# Final capstone project

## Tehran venues analysis

## 1. Introduction

### 1.1 Background

Tehran is a very big city in terms of the number of districts and population. Tehran has over 22 districts with a population of 12 million people(2018) which makes it the second most populated city in the middle east after Istanbul. A big city like Tehran has lot’s of neighborhoods and many venues.

### 1.2 Problem

Unfortunately, a big city like Tehran doesn’t have a good analysis of their venues. For example, a tourist doesn’t know the best places in Tehran based on each neighborhood so In this project we are going to cluster each neighborhood in 22 districts of Tehran based on their top 10 venues in each neighborhood

### 1.3 Interest

The output of this project can be very helpful for tourists or anyone who is interested in finding the best venues of Tehran based on their neigborhoods.

## 2. Data acquisition

Surprisingly, Tehran doesn’t have a clean database for data scientists.
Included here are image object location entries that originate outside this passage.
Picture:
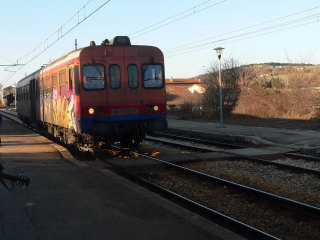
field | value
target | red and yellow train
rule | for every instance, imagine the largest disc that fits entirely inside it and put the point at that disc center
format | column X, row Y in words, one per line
column 109, row 92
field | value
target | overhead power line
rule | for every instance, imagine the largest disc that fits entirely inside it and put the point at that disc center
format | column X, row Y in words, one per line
column 174, row 18
column 197, row 45
column 74, row 21
column 244, row 28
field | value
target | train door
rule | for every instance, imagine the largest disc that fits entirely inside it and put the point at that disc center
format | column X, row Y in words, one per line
column 133, row 93
column 32, row 91
column 116, row 101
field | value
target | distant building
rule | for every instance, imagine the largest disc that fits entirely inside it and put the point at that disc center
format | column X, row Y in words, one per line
column 180, row 90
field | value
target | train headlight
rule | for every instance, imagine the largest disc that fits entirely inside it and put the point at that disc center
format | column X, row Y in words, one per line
column 91, row 111
column 156, row 108
column 152, row 108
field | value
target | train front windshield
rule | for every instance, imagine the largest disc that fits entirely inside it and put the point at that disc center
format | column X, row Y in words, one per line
column 152, row 76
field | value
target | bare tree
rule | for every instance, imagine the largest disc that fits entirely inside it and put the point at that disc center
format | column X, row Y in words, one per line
column 231, row 75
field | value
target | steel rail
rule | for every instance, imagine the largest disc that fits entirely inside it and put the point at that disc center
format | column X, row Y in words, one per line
column 297, row 155
column 287, row 203
column 244, row 157
column 230, row 223
column 199, row 140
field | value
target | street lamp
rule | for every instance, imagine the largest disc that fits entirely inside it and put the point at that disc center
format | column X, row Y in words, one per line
column 219, row 51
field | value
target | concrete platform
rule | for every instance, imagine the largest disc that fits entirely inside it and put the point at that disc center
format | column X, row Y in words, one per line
column 68, row 199
column 306, row 141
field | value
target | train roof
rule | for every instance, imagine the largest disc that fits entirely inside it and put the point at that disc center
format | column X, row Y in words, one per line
column 117, row 41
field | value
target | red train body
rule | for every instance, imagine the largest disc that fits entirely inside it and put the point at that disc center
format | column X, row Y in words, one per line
column 111, row 92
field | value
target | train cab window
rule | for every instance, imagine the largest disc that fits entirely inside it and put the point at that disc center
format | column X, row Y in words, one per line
column 152, row 76
column 133, row 80
column 62, row 82
column 114, row 75
column 93, row 77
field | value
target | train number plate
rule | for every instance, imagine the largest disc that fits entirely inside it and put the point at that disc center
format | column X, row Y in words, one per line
column 119, row 111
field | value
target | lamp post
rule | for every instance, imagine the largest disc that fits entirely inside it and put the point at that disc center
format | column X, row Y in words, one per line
column 219, row 51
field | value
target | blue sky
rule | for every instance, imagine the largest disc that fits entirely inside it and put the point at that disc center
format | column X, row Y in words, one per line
column 251, row 31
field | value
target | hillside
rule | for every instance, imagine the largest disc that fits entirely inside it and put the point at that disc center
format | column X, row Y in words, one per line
column 268, row 91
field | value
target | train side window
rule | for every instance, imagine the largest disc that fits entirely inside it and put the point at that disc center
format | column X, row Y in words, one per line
column 76, row 80
column 133, row 80
column 93, row 77
column 153, row 76
column 62, row 82
column 54, row 80
column 114, row 76
column 70, row 79
column 47, row 85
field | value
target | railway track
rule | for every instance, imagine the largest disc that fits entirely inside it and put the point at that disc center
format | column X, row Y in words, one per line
column 252, row 232
column 197, row 144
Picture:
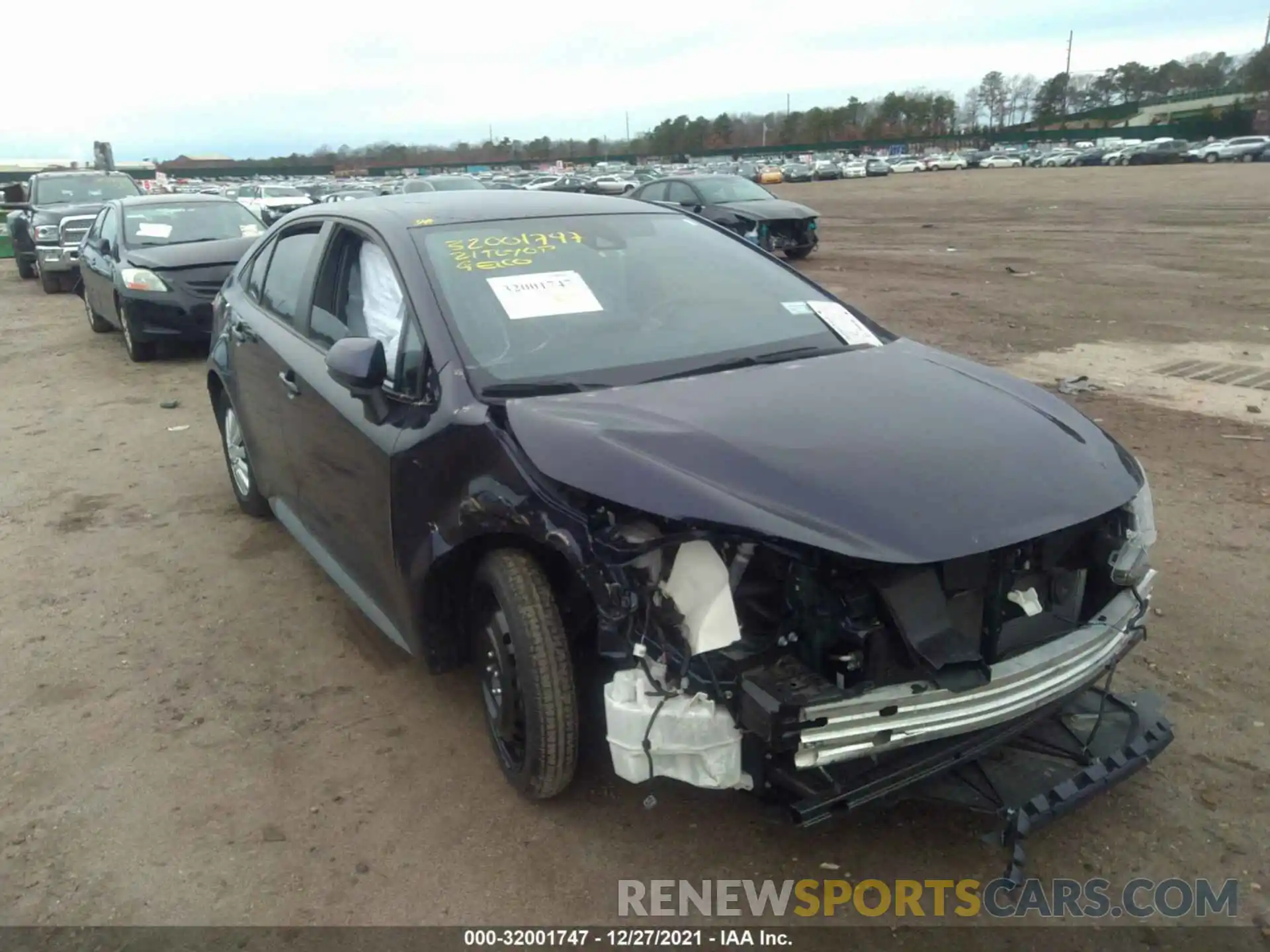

As a data scientist you have to pretty much collect everything you need yourself. So my first step would be to collect neighborhoods data from here and put each one in a row of my Dataframe. After this step I will collect the coordinates for my neighborhoods to plot my data on a map. Coordinates will be collected by Geopy library. For the Final step, I will get my venues data based on each neighborhood using Foursquare API which surprisingly has a valuable database for the city of Tehran.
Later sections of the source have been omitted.